What Billions Can Buy

July 9, 2006 • Commentary
This article appeared originally in the Dallas Morning News, July 9, 2006.

Warren Buffett will soon give $30 billion to the Bill and Melinda Gates Foundation, whose chief domestic priority is education. If the money is used to promote free market reforms, it could change the world. But if it is poured into the existing system, Mr. Buffett himself may well outlive its effects.

Mr. Buffett and the Gateses are not the first to invest over a billion dollars in an ambitious school reform plan. Ambassador and TV Guide mogul Walter Annenberg trod this path during the 1990s, donating $500 million of his own money and another $800 million in matching funds to the “Annenberg Challenge.”

Mr. Annenberg’s goal was to create exemplary schools and districts that would act as models for the nation. He sought not incremental change, but systemwide transformation. He didn’t get it. Though some Annenberg Challenge projects showed promise, at least for a time, their impact on the system as a whole was negligible.

Why? The Wreck of the Annenberg can be attributed to a single fundamental flaw in the ambassador’s approach: he assumed that excellence, once demonstrated, would automatically be imitated.

It is easy to see why people who have amassed riches in the private sector might assume that successful models are always mimicked on a broad scale. That is what happens in competitive markets – including competitive education markets.

In The Wealth of Nations, Adam Smith praised the vigorous education industry of classical Athens, noting that: “The demand for … instruction produced, what it always produces, the talent for giving it; and the emulation which an unrestrained competition never fails to excite appears to have brought that talent to a very high degree of perfection.”

But the “emulation” that Mr. Annenberg was counting on never happened because there was no competition to “excite” it. Absent market forces, America’s public school monopoly has no mechanism by which excellence can be routinely identified, perpetuated and disseminated. As a result, there are myriad examples of public school excellence achieved and then lost.

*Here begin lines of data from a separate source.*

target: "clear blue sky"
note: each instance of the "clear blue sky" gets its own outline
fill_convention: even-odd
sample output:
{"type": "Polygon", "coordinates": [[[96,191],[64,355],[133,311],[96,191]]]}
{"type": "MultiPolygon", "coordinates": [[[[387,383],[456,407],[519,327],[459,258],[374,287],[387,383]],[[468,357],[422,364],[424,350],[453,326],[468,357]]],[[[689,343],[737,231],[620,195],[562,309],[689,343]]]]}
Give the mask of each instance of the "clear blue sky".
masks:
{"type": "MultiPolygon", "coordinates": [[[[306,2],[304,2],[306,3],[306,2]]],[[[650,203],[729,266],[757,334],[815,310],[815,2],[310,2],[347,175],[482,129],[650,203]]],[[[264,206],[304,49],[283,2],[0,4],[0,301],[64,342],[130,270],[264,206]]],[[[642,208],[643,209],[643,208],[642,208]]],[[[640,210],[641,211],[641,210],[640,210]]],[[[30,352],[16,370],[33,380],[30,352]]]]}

Many readers will remember the 1988 film Stand and Deliver, celebrating real‐​life Los Angeles public school teacher Jaime Escalante. Mr. Escalante painstakingly built a rigorous math program at Garfield High School, enabling an unprecedented number of its low‐​income, mostly Hispanic students to take and pass the Advanced Placement calculus test.

His results were so good that many observers literally couldn’t believe them, and his students were forced to retake the test – on which they succeeded admirably once again.

In a competitive industry, a star like Mr. Escalante would have been rapidly promoted. He would soon have been designing curricula and training teachers for the benefit of thousands or even millions of children. He got threats and hate mail instead.

Because he successfully taught difficult material to classrooms of 50 or more students, Mr. Escalante drew the ire of his own colleagues. The local union contract stipulated that teachers could not serve more than 35 children per class, and Mr. Escalante’s achievements made that stipulation seem gratuitous and self‐​serving. The union balked, the threats started, and Mr. Escalante’s chairmanship of the math department was revoked in 1990. He left a year later.

The dysfunctional incentive structure of our public school monopoly is not only incapable of sustaining excellence, it actually works to crush it by setting the interests of school employees against those of students and parents.

Countless other exemplary teachers and model schools have failed to transform the system for this reason. So the $30 billion question is: Will Mr. Buffett and the Gateses pursue the same ill‐​fated course?

These are brilliant people, but there is reason to worry.

Echoing Walter Annenberg, Melinda Gates recently told a reporter that she “thought, if you get enough [small schools] going across the country, people will realize they’re good, and more and more will pop up.”

It’s a promising idea. In both atmosphere and test scores, small schools often enjoy an edge over institutions enrolling thousands of students. The problem is that, without altering the dysfunctional incentive structure that produced our current low‐​performing, Titanic‐​sized schools, the Foundation’s successes are apt to be isolated and short‐​lived. As Adam Smith argued and Mr. Annenberg demonstrated, you need competition to drive the spread of good ideas.

But if there is reason to worry, there is also reason for hope. What did the Gateses present Mr. Buffett as a thank‐​you for his unprecedented generosity? A copy of The Wealth of Nations.

So Mr. Buffett and the Gateses have a choice of futures. They can risk frittering away the largest philanthropic donation in history on a system they know, on some level, to be bankrupt, or they can work to introduce the same market forces that are responsible for growth and innovation in every other field – and that made classical Athens the wellspring of Western culture.